Salon: Racist, Conspiratorial Right-Wingers Would Distort U.S. History Curriculum

October 5th, 2014 8:26 PM

The uproar on the right over new standards for AP U.S. history courses has caught the attention of lefty writer Sean McElwee. In a Sunday article for Salon, McElwee suggested that of all the reasons that conservative activists shouldn’t dictate the American-history curriculum, the salient one is that they’re not truly conservative.

McElwee argued that old-school conservatism, which focused on “understanding tradition and the limits of human reason,” has been replaced by a “reactionary” ideology “imbued with racism, conspiratorial thinking and a hyper-individualistic capitalism.” Right-wingers of this stripe, he argued, have furthered “distortions of history” on topics including the War on Poverty, the legacy of slavery, and U.S. foreign policy.

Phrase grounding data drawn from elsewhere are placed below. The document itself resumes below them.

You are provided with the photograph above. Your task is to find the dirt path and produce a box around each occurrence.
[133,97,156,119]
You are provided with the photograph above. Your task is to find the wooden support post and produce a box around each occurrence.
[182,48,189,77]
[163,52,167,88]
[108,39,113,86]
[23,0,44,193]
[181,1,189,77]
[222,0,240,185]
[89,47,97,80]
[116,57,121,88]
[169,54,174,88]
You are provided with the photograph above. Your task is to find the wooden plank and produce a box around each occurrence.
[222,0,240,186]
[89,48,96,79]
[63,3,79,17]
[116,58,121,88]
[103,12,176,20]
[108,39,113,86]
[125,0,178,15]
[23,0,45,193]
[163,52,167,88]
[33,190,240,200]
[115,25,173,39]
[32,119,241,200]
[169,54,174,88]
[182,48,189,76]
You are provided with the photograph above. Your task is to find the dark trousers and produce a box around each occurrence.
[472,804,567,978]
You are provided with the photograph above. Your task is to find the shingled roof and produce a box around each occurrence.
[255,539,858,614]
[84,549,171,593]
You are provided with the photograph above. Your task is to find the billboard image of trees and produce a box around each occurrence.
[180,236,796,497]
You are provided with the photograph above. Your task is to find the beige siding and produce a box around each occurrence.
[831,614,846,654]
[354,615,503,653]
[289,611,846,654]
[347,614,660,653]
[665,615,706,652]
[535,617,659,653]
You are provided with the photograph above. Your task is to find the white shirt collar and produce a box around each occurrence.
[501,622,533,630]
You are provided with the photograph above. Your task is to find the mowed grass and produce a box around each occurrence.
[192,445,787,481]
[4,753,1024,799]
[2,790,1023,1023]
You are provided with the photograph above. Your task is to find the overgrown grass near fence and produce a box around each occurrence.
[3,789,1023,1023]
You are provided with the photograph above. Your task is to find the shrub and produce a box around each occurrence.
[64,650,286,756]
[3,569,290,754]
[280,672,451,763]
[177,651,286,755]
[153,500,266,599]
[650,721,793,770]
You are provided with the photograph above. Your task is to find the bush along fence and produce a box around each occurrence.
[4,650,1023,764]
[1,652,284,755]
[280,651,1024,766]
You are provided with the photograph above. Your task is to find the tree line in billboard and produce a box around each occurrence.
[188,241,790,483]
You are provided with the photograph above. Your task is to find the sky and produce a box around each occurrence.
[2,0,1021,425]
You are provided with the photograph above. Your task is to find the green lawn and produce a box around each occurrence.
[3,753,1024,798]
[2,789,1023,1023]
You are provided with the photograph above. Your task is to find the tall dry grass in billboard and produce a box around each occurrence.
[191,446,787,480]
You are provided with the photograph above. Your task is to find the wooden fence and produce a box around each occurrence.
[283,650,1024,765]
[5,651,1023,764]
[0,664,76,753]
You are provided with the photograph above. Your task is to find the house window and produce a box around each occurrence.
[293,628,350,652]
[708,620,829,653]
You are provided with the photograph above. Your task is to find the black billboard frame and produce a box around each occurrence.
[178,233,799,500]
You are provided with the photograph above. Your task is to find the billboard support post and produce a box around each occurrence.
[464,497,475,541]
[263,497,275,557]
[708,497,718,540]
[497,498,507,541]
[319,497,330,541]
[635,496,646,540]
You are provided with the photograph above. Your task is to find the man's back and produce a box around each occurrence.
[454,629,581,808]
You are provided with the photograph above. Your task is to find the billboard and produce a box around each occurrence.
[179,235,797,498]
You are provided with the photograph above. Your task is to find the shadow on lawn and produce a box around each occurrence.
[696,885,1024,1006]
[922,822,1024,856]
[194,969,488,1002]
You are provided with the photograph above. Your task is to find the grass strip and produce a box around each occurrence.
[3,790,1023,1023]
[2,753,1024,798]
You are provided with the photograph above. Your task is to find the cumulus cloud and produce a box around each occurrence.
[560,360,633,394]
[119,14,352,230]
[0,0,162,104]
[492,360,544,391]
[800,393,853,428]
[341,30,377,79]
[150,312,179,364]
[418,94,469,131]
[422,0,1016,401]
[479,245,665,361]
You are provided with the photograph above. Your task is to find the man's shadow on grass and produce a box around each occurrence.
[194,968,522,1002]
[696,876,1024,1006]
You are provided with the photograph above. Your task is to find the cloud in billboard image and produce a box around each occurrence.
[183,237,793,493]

From McElwee’s piece, headlined "Why the GOP hates U.S. history: Inconvenient truths that freak out American conservatives" (emphasis added):

Here are the most important distortions of history the right has promoted recently…

…Many conservatives will argue that the War on Poverty has done nothing to reduce poverty and instead we should rely on private charity. But the War on Poverty has actually done much to eliminate poverty and private charity could never fill that chasm that would open up if federal poverty programs were eliminated

…[W]hen slavery permeated society — the legal structure, culture, science — nothing was left untouched by racism and racial hierarchy. The conservative “I built this myself” mentality denies that most wealth is passed from generation to generation, and so is privilege. Erasing the memory of racial hierarchy allows conservatives and Americans to pretend that individual effort, rather than structural racism, is keeping black people down…

…[T]he basis of neo-conservativism [sic] is a belief that imperial violence can spread democracy. To maintain this myth, the long history of imperialism must be re-written…

…[The right ignores that] America’s foreign policy history is littered with failed attempts to impose our ideas on others — often with the ulterior motive of stealing resources…

There was a time when conservatism was a philosophy concerned primarily with wrestling with and understanding tradition and the limits of human reason and ability. However, these days conservatism is reactionary — it has been imbued with racism, conspiratorial thinking and a hyper-individualistic capitalism. Instead of questioning the limits of reason, it has jettisoned it. In its place remains free market dogmabad Biblical interpretation and a sentimentalized past. In place of reason and argument, most conservatives rely on fantasy and reminiscence. Allowing conservatives to redefine the past will be incredibly harmful.